Bursa’daki yoğun Alevi örgütlenmesini gördüğü için önseçime bile giremeyen otobüsçü Sena bu dönem milletvekili olamadı ama tarihte ilk kez Bursa’dan üstelik de tam 2 Alevi kökenli isim milletvekili olarak Ankara’ya gitmeyi başarmışlardı.
İşte geçenlerde CHP’nin eski milletvekilleri, parti meclisi eski üyeleri ve eski İl başkanları referandum sürecinde neler yapılabileceğini tartışmak için Bursa İl Başkanı Şadi Özdemir’in ev sahipliğinde bir araya geldiler.
“Kemal Kılıçdaroğlu” dedi, Sena Kaleli orada, “Pek fazla televizyonlara çıkıp konuşmasa çok daha iyi olacak! Hatta, hiç konuşmasa “hayır” oyları daha fazla çıkar kanaatimce!..”
Toplantıya katılanlar ilgiyle kulak kabarttılar ona, hiçbiri kalkıp da “sen ne diyorsun bacım” diye sormadı?!.
Herkes başını sallayarak onayladı Sena Kaleli’yi.
Konuşmasını sürdürdü Kaleli:
“Kemal Kılıçdaroğlu yerine Deniz Baykal ve İlhan Kesici’yi konuşturalım biz.
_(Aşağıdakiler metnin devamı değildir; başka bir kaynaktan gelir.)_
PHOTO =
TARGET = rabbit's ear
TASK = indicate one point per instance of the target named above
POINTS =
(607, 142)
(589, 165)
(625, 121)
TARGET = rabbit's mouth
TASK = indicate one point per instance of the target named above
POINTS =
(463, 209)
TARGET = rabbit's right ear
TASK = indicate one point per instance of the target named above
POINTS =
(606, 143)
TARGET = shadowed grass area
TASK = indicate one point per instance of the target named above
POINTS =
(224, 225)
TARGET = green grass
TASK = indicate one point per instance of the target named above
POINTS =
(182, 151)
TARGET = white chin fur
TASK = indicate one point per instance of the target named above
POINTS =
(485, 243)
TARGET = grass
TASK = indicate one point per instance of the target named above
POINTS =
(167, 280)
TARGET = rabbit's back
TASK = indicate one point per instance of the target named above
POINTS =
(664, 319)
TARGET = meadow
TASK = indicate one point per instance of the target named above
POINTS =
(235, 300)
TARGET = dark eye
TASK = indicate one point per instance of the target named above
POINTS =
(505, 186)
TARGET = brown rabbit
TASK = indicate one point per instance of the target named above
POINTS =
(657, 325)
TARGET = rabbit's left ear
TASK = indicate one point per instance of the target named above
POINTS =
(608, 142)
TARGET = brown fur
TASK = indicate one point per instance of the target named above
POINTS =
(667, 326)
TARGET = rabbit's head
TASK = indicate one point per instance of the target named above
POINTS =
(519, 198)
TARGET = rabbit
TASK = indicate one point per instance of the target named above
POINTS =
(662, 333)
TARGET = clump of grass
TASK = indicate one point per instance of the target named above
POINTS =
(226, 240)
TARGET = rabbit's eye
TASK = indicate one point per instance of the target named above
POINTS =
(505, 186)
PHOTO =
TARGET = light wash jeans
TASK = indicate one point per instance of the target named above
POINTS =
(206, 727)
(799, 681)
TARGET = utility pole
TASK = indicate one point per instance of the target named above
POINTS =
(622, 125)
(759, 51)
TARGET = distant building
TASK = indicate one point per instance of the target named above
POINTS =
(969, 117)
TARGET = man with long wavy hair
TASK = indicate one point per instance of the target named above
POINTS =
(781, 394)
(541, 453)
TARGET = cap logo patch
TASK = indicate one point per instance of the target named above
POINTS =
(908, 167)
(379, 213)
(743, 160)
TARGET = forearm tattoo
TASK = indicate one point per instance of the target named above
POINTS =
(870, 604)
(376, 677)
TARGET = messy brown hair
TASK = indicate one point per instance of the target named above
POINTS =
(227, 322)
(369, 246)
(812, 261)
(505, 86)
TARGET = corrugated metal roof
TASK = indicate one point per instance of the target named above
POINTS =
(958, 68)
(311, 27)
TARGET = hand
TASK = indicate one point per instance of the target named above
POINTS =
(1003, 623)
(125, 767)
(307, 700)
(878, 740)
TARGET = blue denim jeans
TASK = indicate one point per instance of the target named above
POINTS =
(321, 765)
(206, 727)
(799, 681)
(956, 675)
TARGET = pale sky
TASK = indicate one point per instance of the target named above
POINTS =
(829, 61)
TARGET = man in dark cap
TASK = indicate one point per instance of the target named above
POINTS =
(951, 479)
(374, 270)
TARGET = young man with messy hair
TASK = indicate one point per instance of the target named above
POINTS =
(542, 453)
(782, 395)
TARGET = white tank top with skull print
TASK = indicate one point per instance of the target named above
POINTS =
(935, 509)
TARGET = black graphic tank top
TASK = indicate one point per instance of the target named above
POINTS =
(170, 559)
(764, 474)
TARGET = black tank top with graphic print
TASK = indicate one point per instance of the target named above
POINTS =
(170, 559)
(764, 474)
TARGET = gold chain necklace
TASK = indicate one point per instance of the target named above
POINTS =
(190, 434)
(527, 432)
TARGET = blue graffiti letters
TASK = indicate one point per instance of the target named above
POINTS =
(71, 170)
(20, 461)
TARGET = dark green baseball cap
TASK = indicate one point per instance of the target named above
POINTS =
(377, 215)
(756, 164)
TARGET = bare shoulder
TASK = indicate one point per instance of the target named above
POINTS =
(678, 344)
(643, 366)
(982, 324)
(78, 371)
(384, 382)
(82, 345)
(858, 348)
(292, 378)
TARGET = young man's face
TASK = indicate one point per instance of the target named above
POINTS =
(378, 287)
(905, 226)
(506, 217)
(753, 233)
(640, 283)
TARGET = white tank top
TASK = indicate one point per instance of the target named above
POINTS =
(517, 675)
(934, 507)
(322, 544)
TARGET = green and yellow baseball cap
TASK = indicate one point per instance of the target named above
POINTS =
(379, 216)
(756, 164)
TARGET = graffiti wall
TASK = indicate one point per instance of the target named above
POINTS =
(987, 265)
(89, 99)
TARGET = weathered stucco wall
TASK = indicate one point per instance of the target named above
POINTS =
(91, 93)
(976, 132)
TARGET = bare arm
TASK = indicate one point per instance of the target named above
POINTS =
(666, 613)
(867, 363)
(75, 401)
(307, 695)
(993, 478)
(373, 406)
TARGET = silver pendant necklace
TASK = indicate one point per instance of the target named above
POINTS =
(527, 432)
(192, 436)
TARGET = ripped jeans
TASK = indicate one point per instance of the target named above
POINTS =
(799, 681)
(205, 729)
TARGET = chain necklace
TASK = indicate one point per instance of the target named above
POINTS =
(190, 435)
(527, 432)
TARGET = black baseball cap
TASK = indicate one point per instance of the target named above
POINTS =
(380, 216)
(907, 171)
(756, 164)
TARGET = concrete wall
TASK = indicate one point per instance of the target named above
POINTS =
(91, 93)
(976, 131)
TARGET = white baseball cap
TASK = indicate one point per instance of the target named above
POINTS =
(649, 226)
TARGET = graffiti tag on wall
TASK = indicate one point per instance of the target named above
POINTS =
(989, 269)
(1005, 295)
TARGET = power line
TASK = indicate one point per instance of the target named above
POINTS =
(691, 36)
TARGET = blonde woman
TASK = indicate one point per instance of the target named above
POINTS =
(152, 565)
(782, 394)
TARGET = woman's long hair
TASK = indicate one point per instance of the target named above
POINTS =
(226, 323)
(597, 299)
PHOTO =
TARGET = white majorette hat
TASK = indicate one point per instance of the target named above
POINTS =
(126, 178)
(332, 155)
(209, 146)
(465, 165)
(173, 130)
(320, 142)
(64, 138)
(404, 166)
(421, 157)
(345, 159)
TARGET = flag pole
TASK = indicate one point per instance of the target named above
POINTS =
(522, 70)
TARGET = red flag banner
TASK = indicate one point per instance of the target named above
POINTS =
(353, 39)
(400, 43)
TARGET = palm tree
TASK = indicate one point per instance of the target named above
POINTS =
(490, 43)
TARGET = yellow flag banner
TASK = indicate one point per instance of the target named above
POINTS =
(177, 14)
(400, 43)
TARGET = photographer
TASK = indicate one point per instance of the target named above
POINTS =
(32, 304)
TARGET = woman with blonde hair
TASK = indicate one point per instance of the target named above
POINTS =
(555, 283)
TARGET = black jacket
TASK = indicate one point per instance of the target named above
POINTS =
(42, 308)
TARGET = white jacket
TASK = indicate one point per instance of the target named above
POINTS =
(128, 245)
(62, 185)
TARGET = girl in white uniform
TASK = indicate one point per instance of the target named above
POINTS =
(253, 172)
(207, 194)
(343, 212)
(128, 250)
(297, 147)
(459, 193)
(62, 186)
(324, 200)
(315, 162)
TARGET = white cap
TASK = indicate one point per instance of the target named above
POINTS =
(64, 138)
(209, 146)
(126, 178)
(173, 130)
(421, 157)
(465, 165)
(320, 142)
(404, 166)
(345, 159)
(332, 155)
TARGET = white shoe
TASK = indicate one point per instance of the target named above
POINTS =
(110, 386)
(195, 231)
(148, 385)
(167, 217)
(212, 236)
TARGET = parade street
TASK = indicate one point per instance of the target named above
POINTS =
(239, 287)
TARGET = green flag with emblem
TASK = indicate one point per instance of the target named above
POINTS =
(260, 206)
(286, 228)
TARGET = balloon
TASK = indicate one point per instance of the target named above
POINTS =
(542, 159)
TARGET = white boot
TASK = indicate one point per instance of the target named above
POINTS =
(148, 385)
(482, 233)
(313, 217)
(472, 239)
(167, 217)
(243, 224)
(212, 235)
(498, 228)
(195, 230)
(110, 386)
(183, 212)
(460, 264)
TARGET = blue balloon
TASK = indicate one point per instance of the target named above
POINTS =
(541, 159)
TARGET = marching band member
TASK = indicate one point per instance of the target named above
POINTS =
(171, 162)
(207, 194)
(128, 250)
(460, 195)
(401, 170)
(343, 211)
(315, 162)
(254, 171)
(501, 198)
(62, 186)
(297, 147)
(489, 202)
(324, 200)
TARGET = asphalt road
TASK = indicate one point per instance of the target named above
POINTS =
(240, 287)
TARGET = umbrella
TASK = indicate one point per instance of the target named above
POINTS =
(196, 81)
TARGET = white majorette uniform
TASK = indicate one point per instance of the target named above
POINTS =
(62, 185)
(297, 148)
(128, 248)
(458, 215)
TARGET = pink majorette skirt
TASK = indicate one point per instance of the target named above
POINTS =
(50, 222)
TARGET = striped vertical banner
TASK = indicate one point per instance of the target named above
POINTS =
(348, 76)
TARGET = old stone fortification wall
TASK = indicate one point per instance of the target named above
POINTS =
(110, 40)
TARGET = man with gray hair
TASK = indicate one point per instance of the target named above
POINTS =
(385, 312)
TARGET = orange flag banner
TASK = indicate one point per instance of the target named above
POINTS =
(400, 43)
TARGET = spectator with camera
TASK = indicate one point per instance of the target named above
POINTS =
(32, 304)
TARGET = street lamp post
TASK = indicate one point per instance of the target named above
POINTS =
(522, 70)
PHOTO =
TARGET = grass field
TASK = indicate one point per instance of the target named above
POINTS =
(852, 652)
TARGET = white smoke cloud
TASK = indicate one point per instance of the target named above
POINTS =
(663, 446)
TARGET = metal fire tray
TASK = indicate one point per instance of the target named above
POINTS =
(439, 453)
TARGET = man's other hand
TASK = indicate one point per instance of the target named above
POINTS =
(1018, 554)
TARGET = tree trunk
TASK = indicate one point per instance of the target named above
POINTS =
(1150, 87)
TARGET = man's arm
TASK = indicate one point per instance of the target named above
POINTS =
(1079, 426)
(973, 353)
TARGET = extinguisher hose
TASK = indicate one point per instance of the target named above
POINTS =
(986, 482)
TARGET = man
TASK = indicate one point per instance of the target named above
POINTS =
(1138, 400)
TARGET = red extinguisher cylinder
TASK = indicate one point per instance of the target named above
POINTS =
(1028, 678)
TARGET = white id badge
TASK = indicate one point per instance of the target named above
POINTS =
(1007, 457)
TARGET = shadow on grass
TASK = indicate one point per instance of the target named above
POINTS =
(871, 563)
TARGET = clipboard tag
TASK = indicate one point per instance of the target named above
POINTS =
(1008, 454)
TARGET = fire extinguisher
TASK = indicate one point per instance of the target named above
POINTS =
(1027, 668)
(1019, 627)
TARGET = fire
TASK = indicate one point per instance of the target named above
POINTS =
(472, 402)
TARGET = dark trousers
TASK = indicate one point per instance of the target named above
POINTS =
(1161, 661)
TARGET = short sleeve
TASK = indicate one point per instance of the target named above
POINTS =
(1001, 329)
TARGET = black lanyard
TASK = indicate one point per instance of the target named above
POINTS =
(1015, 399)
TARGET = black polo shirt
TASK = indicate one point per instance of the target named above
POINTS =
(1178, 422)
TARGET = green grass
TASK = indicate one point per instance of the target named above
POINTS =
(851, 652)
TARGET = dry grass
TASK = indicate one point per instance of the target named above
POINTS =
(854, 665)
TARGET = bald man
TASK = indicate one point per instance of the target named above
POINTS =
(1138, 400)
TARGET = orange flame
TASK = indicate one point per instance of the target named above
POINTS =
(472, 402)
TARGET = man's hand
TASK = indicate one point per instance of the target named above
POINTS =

Onlar çok daha iyi götürüyorlar bu süreci!..”
Bakın, şuraya kadar anlattıklarım resmen bir skandaldır, partinin eski bir milletvekili mevcut genel başkanı resmen aşağılıyor, bir il başkanıysa kalkıp “ne diyorsun sen kardeşim, bu nasıl bir yaklaşımdır böyle” demiyor!
Peki, ne yapıyor Şadi Özdemir?
Konuşma yapmak üzere Deniz Baykal’ı bizzat Bursa’ya davet ediyor!
Koştura koştura geliyor tabii Baykal da.
Fotoğraf karesinde hemen arkasına dizilenlerin arasında onun döneminde milletvekilliğinin tadını alıp da “acaba bir daha olabilir mi” diye yalanan Kemal Demirel gibilerinin yanı sıra, bir zamanlar Baykal’ı protesto etmek için Kemal Ekinci’yle birlikte CHP’den istifa eden, sonra Kılıçdaroğlu gelene dek tam 10 yıl boyunca partinin semtine bile uğramayan Esmeray da vardı!
“Gel teskere, gel teskere bitsin bu hasret!..”
Kapı kapı gezip millete şirin gözükmeye çalışan Deniz Baykal’sa referandumdan “ivit” çıkacağını adı gibi biliyor aslında, oylama sonucunda çakma Gandi’nin istifa edeceğini varsayıp, “iki kurultay arası yarım döner Deniz abi” formülüyle yeniden genel başkanlık koltuğuna oturmanın peşinde kurnaz.
CHP’de tüm bunlar oluyor, peki, Mustafa Kemal Atatürk ne yapıyor?
Ne yapsın, Anıtkabir’deki ebedi istirahatgâhında hiç kimseye ilişmeden yatıp duruyor adam.
Benim saf halkımın bir kısmı da onun adını kullanarak siyaset yapanların hamasetleri sonucu “Atatürk’ün partisidir” diye habire CHP’ye oy vermeyi sürdürmekte halâ!
Peki, CHP sizce Atatürk’ün partisi midir bu gün?
Atatürk’ün adını çıkarın oradan, CHP’de geriye ne kalır hiç düşündünüz mü?